1class ShuffledRowRDD(
2    var dependency: ShuffleDependency[Int, InternalRow, InternalRow],
3    metrics: Map[String, SQLMetric],
4    partitionSpecs: Array[ShufflePartitionSpec])
5  extends RDD[InternalRow](dependency.rdd.context,Nil)

ShuffleRowRDD继承自RDD[InternalRow], 同时内部维护着三个参数，分别是dependency，metrics和partitionSpecs。dependency封装着shuffleId , shuffleHandle, numPartitions 可以基于其判断出shuffleWriter采用了哪种方式。partitionSpecs则定义了分区规范的类型。

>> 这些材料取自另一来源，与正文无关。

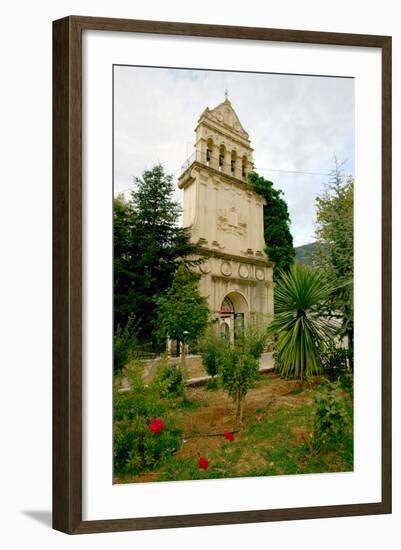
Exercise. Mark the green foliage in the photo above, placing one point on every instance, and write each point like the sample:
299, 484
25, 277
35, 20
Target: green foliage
169, 379
253, 339
148, 245
182, 312
334, 230
333, 415
212, 346
307, 253
299, 329
335, 360
238, 374
136, 448
277, 222
125, 343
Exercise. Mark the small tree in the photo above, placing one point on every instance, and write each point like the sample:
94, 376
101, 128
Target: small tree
125, 343
239, 371
182, 312
335, 231
212, 346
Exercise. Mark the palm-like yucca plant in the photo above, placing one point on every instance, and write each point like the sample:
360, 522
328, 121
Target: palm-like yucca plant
299, 329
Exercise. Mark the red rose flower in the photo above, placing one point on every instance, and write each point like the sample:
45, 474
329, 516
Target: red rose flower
156, 426
203, 462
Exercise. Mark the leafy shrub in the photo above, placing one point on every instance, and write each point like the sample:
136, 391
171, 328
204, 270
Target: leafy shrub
335, 360
253, 340
136, 447
211, 348
333, 415
125, 342
169, 379
239, 371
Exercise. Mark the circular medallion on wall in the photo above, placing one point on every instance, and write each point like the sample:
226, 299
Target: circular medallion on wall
243, 271
226, 268
205, 267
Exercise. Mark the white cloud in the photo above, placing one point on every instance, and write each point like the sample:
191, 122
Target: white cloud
295, 123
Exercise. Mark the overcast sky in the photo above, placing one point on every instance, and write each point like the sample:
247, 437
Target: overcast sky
295, 123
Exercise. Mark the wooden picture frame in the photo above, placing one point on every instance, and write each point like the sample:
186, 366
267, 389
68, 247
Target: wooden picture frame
67, 273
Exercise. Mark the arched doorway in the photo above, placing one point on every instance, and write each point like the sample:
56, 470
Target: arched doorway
233, 311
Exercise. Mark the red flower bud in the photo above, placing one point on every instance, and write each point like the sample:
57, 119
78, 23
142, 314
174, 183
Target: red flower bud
229, 436
203, 462
156, 426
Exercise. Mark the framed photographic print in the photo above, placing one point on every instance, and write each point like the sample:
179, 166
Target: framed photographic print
222, 274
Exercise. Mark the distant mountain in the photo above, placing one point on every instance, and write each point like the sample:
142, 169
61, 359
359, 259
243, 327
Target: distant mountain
304, 253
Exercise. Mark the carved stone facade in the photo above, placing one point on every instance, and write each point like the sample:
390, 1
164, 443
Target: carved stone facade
226, 220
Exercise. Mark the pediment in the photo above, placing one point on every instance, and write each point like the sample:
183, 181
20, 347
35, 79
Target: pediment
224, 114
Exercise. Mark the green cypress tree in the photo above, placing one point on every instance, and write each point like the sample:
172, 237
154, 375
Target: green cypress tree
279, 241
148, 247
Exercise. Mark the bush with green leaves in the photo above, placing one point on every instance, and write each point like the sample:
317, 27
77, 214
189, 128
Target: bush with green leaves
136, 447
238, 374
169, 379
299, 328
333, 415
335, 360
212, 346
125, 342
253, 339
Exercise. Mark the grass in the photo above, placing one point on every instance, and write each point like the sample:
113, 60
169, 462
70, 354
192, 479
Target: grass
277, 439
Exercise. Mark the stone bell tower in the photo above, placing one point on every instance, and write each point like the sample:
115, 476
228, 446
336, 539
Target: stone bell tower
225, 217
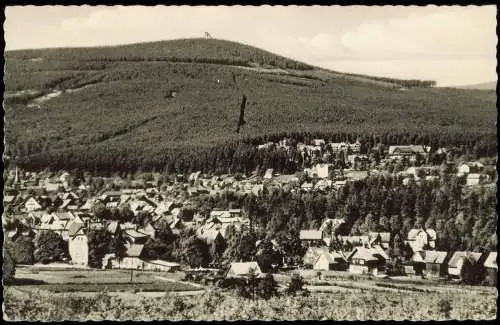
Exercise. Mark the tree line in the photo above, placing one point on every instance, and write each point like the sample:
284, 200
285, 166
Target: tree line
232, 156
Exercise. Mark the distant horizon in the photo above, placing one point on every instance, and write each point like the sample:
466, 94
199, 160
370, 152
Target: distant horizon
405, 42
323, 66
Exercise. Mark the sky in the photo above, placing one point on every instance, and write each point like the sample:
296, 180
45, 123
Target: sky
454, 45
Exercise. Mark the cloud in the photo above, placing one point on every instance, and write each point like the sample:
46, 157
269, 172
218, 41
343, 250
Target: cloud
365, 36
469, 32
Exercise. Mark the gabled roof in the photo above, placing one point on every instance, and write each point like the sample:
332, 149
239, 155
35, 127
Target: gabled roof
311, 235
63, 215
75, 228
385, 237
474, 176
134, 233
113, 227
491, 261
406, 149
434, 257
135, 250
355, 239
331, 257
461, 254
243, 268
363, 253
8, 198
413, 233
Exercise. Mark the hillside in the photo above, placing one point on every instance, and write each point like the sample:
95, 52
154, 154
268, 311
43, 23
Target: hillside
482, 86
84, 101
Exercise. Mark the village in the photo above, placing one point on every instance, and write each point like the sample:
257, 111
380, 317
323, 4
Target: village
71, 207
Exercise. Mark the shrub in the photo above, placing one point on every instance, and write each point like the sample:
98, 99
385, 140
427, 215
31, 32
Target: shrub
444, 307
267, 287
295, 285
8, 267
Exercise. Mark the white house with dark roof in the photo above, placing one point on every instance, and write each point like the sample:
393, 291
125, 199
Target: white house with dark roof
78, 246
330, 261
456, 262
243, 269
365, 260
476, 179
470, 167
429, 263
32, 204
421, 239
410, 151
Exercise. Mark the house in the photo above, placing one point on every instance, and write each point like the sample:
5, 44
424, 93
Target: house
380, 238
352, 159
243, 269
131, 260
8, 199
490, 264
307, 187
87, 206
476, 179
149, 230
354, 241
311, 256
365, 260
265, 145
114, 227
53, 187
339, 184
338, 146
135, 237
330, 261
111, 196
356, 175
421, 239
318, 142
193, 177
331, 226
470, 168
78, 245
268, 174
323, 185
161, 266
32, 204
311, 236
411, 152
455, 265
432, 264
322, 170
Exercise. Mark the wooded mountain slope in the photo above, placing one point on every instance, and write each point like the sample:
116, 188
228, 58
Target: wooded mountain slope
116, 99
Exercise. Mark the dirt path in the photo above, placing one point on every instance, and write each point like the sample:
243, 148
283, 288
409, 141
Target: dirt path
183, 282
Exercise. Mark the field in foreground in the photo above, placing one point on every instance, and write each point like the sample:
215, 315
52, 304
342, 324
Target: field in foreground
92, 281
215, 305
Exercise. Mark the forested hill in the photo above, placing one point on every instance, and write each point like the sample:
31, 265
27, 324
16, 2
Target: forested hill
105, 105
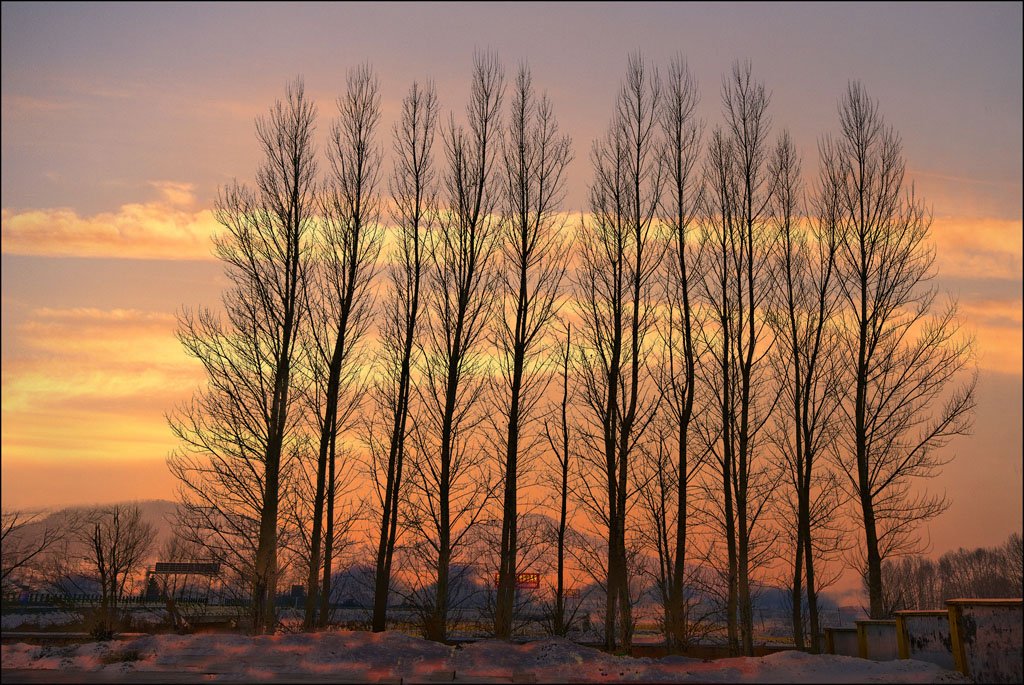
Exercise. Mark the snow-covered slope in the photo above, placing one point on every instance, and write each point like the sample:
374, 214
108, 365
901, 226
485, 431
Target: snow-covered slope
369, 657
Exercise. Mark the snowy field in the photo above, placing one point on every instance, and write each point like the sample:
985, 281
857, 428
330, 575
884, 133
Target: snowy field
357, 656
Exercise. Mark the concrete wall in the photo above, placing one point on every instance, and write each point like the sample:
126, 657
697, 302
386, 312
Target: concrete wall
878, 640
988, 639
925, 636
842, 641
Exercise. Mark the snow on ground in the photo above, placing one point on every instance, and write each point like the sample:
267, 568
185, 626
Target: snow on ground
370, 656
10, 622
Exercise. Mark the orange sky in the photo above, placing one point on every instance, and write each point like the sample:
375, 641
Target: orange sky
115, 141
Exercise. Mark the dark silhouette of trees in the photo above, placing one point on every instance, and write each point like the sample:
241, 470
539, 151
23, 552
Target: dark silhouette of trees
236, 433
904, 357
680, 325
730, 331
339, 300
117, 542
415, 208
619, 262
559, 441
535, 156
737, 286
25, 538
451, 480
809, 368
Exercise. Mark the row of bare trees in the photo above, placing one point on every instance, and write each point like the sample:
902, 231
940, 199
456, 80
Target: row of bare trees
750, 353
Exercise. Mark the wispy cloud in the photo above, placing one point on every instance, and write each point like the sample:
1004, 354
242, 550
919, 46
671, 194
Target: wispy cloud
92, 382
170, 227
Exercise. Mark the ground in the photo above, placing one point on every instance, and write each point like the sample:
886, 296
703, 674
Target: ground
370, 657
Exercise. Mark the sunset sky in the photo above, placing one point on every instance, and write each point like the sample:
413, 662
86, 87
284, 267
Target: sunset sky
120, 121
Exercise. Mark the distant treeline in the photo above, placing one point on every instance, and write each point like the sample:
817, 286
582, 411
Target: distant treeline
921, 583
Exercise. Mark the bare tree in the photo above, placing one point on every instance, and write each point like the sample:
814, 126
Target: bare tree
559, 440
415, 207
339, 298
25, 537
803, 314
616, 276
451, 481
535, 160
236, 433
736, 289
117, 542
905, 357
679, 330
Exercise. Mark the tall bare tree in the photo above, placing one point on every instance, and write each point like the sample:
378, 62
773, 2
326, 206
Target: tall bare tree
536, 156
559, 441
739, 281
414, 195
236, 433
906, 355
116, 542
620, 259
451, 480
804, 318
339, 298
676, 376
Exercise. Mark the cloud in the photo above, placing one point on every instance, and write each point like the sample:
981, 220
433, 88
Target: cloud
978, 248
171, 227
91, 382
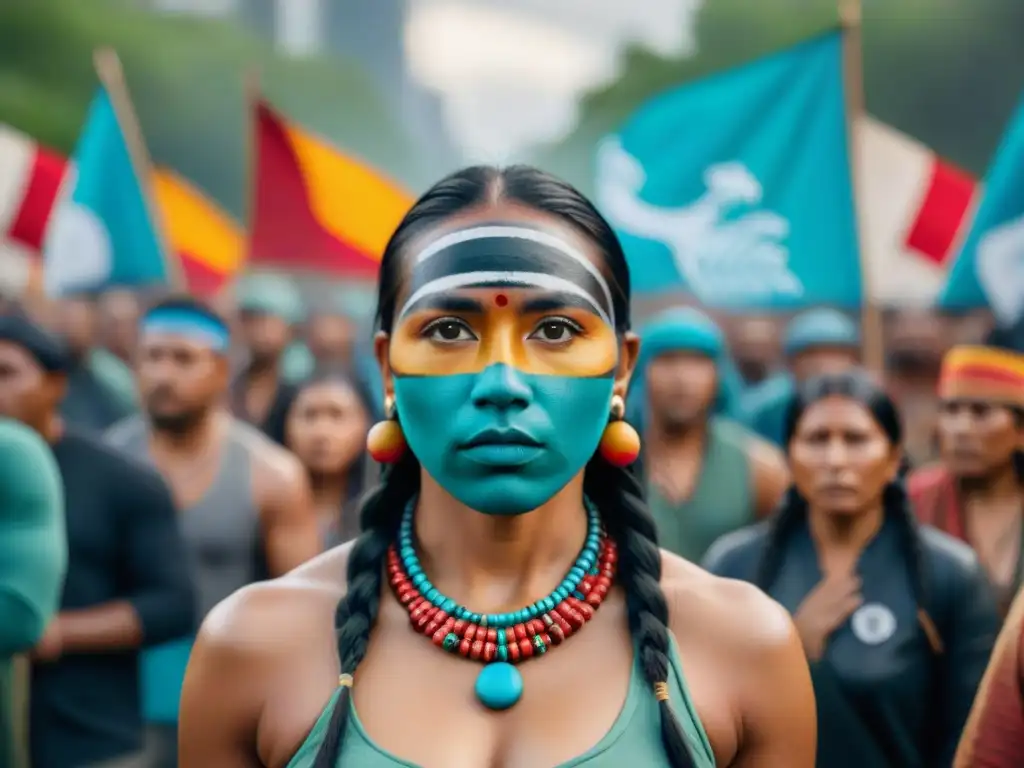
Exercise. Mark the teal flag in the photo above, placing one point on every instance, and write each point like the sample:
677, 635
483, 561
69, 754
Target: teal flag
102, 235
989, 268
736, 188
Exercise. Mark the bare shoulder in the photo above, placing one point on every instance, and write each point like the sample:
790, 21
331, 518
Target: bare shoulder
249, 624
734, 616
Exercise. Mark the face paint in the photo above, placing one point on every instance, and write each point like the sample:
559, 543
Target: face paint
504, 373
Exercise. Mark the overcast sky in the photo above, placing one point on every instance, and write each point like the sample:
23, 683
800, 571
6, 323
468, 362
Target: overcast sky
511, 71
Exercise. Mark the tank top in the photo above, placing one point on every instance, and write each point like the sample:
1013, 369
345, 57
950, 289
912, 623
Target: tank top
635, 737
721, 502
221, 531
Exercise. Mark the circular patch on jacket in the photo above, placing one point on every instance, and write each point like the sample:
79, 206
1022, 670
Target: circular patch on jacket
872, 624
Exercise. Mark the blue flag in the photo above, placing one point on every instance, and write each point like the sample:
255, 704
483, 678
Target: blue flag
102, 233
736, 188
989, 268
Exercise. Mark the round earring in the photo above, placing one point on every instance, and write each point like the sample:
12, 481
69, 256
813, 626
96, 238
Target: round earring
385, 440
620, 444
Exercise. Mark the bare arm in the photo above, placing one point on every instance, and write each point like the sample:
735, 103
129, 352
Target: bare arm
779, 723
291, 536
770, 476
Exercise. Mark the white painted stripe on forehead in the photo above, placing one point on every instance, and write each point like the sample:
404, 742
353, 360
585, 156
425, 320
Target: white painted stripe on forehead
531, 280
520, 232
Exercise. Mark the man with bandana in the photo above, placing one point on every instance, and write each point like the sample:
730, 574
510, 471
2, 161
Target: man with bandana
976, 493
268, 309
706, 474
33, 562
815, 342
245, 507
127, 584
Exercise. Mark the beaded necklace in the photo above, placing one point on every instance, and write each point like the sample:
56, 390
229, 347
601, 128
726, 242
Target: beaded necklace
502, 640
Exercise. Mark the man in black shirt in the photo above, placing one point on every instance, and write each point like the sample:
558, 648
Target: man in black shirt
127, 583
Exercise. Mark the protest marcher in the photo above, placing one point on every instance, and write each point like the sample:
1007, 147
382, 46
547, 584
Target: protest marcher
504, 311
33, 563
268, 308
976, 493
815, 342
706, 475
127, 583
993, 736
244, 502
897, 621
327, 430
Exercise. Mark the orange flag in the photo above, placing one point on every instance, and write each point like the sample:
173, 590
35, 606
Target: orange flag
314, 208
209, 243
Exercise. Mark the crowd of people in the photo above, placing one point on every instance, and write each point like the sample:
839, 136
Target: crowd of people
203, 564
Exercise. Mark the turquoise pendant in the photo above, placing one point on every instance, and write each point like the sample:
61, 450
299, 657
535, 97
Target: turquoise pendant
499, 685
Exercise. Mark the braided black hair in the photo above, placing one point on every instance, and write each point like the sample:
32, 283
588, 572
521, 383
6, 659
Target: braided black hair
792, 513
614, 491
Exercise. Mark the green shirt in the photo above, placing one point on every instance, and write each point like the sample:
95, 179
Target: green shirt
33, 561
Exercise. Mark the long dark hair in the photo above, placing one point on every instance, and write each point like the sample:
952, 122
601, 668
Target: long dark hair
858, 386
614, 491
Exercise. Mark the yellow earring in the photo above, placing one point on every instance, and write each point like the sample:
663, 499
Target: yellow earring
620, 443
386, 441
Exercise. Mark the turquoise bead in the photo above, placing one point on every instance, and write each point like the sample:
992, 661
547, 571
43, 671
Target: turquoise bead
499, 685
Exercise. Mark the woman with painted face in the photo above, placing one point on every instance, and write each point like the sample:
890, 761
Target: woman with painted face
507, 594
897, 621
326, 428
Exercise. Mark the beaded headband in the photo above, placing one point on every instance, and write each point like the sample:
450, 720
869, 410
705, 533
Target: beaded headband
983, 374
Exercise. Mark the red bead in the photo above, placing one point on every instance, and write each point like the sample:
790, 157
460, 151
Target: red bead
525, 648
476, 650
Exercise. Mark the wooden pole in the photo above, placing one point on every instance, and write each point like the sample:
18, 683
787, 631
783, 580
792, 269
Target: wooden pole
112, 77
870, 315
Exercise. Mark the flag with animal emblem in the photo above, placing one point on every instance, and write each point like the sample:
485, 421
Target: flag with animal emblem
736, 188
102, 232
989, 269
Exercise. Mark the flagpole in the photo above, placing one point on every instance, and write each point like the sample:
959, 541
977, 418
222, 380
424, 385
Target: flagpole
850, 13
112, 76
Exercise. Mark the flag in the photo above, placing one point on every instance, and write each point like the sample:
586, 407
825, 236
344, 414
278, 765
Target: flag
102, 233
315, 208
914, 211
210, 245
30, 178
736, 188
989, 269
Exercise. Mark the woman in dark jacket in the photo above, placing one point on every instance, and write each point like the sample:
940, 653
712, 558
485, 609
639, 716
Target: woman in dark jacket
897, 621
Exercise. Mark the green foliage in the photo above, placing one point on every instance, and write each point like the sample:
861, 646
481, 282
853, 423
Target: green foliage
185, 76
948, 72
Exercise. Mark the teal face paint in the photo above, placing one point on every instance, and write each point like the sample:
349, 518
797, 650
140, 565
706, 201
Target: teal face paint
503, 441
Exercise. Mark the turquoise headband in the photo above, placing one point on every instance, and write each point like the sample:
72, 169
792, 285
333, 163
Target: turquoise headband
188, 324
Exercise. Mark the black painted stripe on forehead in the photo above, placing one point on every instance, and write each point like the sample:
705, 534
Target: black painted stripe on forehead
510, 255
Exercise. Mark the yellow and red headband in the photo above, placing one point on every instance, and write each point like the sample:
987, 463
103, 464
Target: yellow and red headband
977, 373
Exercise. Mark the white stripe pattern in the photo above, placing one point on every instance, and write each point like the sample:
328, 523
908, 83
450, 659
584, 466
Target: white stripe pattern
518, 232
531, 280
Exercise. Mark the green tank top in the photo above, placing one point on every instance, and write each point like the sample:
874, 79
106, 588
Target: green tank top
721, 503
635, 737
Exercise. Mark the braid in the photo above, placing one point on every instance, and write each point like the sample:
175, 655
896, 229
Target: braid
791, 511
356, 612
897, 506
617, 494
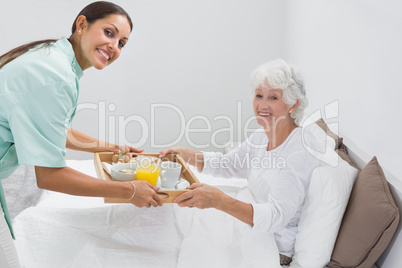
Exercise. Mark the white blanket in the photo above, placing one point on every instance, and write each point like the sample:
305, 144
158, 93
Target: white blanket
70, 231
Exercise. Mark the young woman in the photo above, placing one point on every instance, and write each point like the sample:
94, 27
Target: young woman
39, 85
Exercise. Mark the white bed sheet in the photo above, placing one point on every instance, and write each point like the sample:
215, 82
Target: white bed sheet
72, 231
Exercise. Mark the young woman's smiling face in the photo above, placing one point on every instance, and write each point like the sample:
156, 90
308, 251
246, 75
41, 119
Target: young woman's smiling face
101, 42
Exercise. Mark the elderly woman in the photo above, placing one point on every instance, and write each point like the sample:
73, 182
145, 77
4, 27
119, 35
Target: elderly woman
273, 159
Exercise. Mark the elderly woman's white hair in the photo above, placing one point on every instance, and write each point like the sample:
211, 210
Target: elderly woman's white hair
281, 75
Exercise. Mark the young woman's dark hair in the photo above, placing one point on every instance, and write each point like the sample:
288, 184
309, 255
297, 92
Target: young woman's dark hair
92, 12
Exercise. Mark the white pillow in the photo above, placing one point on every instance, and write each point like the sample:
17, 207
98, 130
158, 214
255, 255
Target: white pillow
321, 216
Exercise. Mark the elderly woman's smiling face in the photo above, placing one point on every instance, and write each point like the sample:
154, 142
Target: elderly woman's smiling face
269, 108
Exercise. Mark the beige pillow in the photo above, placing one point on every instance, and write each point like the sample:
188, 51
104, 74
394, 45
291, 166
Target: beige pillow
369, 223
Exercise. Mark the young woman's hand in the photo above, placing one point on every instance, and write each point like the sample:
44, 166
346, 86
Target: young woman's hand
145, 195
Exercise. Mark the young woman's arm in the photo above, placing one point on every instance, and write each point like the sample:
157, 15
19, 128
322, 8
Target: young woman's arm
79, 141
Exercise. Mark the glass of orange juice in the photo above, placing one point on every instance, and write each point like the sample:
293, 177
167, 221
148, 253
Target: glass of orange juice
148, 168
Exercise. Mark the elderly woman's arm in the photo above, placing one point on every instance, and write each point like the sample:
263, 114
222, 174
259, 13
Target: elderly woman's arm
206, 196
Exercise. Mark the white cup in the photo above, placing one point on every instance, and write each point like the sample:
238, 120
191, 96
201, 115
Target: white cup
170, 174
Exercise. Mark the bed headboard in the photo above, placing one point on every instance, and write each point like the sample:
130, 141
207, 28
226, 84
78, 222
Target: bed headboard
392, 256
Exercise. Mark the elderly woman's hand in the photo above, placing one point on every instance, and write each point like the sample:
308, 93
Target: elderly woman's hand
201, 196
145, 195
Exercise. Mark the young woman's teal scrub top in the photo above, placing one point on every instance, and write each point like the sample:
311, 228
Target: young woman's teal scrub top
38, 98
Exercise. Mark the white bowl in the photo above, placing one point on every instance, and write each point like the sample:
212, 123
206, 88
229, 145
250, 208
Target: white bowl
122, 176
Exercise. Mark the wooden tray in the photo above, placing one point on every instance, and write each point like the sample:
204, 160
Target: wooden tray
167, 195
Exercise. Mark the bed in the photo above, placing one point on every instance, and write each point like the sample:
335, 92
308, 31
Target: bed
70, 231
58, 230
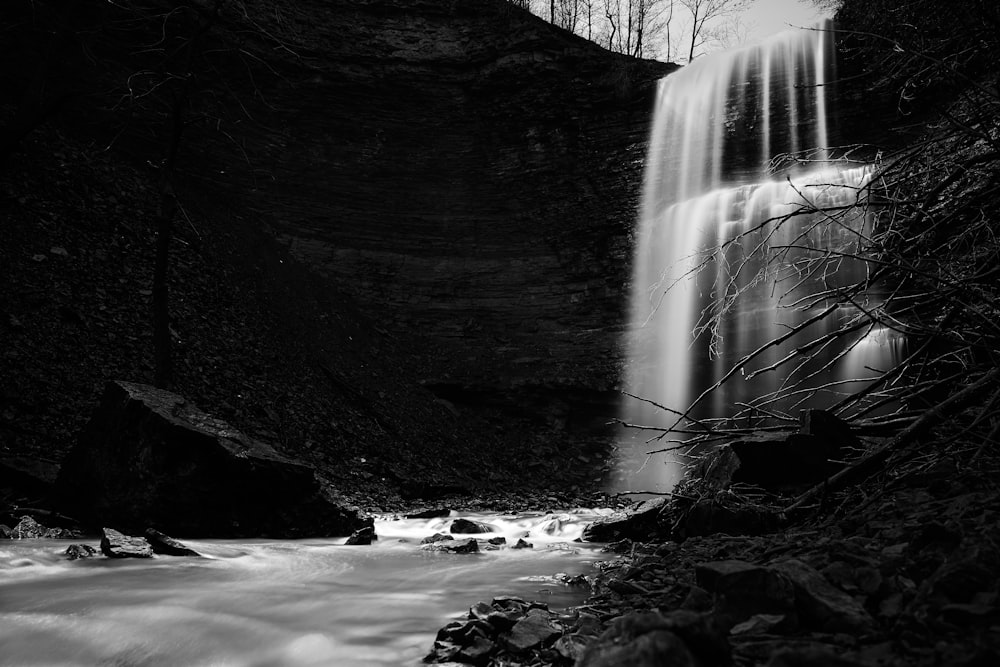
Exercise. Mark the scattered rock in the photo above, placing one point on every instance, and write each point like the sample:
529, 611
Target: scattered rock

目前在spark 3.2版本中partitionSpecs的实现类主要有以下四个：

CoalescedPartitionSpec分区用于coalesce shuffle partitions 逻辑规则
PartialReducerPartitionSpec参与了skew join 优化
PartialMapperPartitionSpec用于本地随机读取器
CoalescedMapperPartitionSpec用于优化本地随机读取器

不同类型的分区规范其实质是代表不同的随机读取的参数。我们都知道在Spark Shuffle中getReader仅有且唯一的一个实现方式, 即BlockStoreShuffleReader 的实现。但是不同的分区规范意味将给共享的reader器传递不同的参数，下面是ShuffleRowRDD中的简化代码：

 1// ShuffleRowRDD
 2override def compute(split: Partition, context: TaskContext): Iterator[InternalRow] = {
 3  val tempMetrics = context.taskMetrics().createTempShuffleReadMetrics()
 4  // `SQLShuffleReadMetricsReporter` will update its own metrics for SQL exchange operator,
 5  // as well as the `tempMetrics` for basic shuffle metrics.
 6  val sqlMetricsReporter = new SQLShuffleReadMetricsReporter(tempMetrics, metrics)
 7  val reader = split.asInstanceOf[ShuffledRowRDDPartition].spec match {
 8    // CoalescedPartitionSpec会读取map task为所有reducer所产生的shuffle file
 9    case CoalescedPartitionSpec(startReducerIndex, endReducerIndex, _) =>
10      SparkEnv.get.shuffleManager.getReader(
11        dependency.shuffleHandle,
12        startReducerIndex,
13        endReducerIndex,
14        context,
15        sqlMetricsReporter)
16   // PartialReducerPartitionSpec 读取map task为一个reducer产生的部分数据
17    case PartialReducerPartitionSpec(reducerIndex, startMapIndex, endMapIndex, _) =>
18      SparkEnv.get.shuffleManager.getReader(
19        dependency.shuffleHandle,
20        startMapIndex,
21        endMapIndex,
22        reducerIndex,
23        reducerIndex + 1,
24        context,
25        sqlMetricsReporter)
26   // PartialMapperPartitionSpec读取shuffle map文件的部分
27   case PartialMapperPartitionSpec(mapIndex, startReducerIndex, endReducerIndex) =>
28        SparkEnv.get.shuffleManager.getReader(
29          dependency.shuffleHandle,
30          mapIndex,
31          mapIndex + 1,
32          startReducerIndex,
33          endReducerIndex,
34          context,
35          sqlMetricsReporter)
36...
37    reader.read().asInstanceOf[Iterator[Product2[Int, InternalRow]]].map(_._2)
38  }

CoalescedPartitionSpec(startReducerIndex, endReducerIndex) 分区规范主要是读取map task为所有reducer所产生的shuffle file；PartialReducerPartitionSpec(startMap-Index, endMapIndex,reducerIndex, reducerIndex + 1) 可以看出每次读取只会为一个reducer读取部分数据。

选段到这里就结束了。